Friday, December 29, 2006

Nutrition Goals

Nutrition goals have been noticably absent from my overall training goals. The reason is that I have really horrible eating habits and can go days without a fruit or vegtable. One day this week, my food intake consisted of leftover artichoke dip for breakfast, a large bag of popcorn for lunch, cheetos as a snack, bratworst on a white bun for dinner, two snack sized bags of peanut M&Ms and two glasses of red wine. How pathetic is that? I am only admitting it to embarrass myself into better eating habits. Quick does not equal healthy! It wasn't even that good. Well, except for the wine and peanut M&Ms which were pretty tasty.
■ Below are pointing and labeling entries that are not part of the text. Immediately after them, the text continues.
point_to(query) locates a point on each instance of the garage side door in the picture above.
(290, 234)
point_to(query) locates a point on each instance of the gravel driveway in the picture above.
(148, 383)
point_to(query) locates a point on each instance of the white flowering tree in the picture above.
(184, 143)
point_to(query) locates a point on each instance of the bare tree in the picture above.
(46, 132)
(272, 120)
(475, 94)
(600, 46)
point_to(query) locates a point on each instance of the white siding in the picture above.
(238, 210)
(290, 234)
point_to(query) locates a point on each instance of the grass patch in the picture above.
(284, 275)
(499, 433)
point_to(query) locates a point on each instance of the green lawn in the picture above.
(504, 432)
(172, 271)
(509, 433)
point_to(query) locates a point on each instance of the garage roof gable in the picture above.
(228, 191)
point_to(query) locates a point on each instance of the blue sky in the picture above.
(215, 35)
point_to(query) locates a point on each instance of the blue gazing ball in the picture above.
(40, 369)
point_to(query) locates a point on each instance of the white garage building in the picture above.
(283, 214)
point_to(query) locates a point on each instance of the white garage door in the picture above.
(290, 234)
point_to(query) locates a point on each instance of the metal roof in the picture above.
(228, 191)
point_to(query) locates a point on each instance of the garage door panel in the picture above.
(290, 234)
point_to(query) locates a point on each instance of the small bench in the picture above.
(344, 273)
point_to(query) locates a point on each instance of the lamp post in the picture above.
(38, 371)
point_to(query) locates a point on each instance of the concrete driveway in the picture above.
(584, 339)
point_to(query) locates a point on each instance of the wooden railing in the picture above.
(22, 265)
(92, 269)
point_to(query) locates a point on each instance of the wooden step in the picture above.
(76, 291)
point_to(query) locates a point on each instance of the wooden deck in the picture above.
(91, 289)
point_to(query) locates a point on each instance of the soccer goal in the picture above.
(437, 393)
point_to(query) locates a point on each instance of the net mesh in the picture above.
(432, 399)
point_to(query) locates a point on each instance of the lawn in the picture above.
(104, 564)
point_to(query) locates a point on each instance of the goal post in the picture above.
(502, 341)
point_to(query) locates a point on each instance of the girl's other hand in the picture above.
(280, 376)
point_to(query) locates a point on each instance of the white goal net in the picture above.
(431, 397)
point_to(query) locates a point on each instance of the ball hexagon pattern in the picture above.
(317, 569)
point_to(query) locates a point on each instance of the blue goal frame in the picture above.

When I was pregnant with my two babies, I followed the book What to Eat When You're Expecting religiously. The diet consisted of specific portions of protein, carbs, one yellow or orange fruit/vegtable per day, two leafy green vegtables per day, and I don't remember what else. I kept a daily log and charted my progress. Whatever was left at the end of the day had to be dinner. I also ate chocolate and Dairy Queen blizzards but I got all the nutritious food in too and didn't gain excessive weight. Why could I eat well for my children but I won't do it for myself?

I've been reading some lately about performance gains from carrying less weight and having a well-fueled body. I need to lose six pounds just to be at the weight I was over the summer, not to mention the additional 10 I really should drop.

So here's the plan. I am going to start logging my food intake on week days and weight once per week. Not here but on my own - it's just a little too much information! I'm going to have at least three servings of fruit and/or vegtables per day at least five days per week. And I'm going to think about the junk food I eat before I put it in my mouth. I'm good about drinking lots of water throughout the day and milk, so I will continue those habits.

The Food Pyramid people would be horrified, wouldn't they?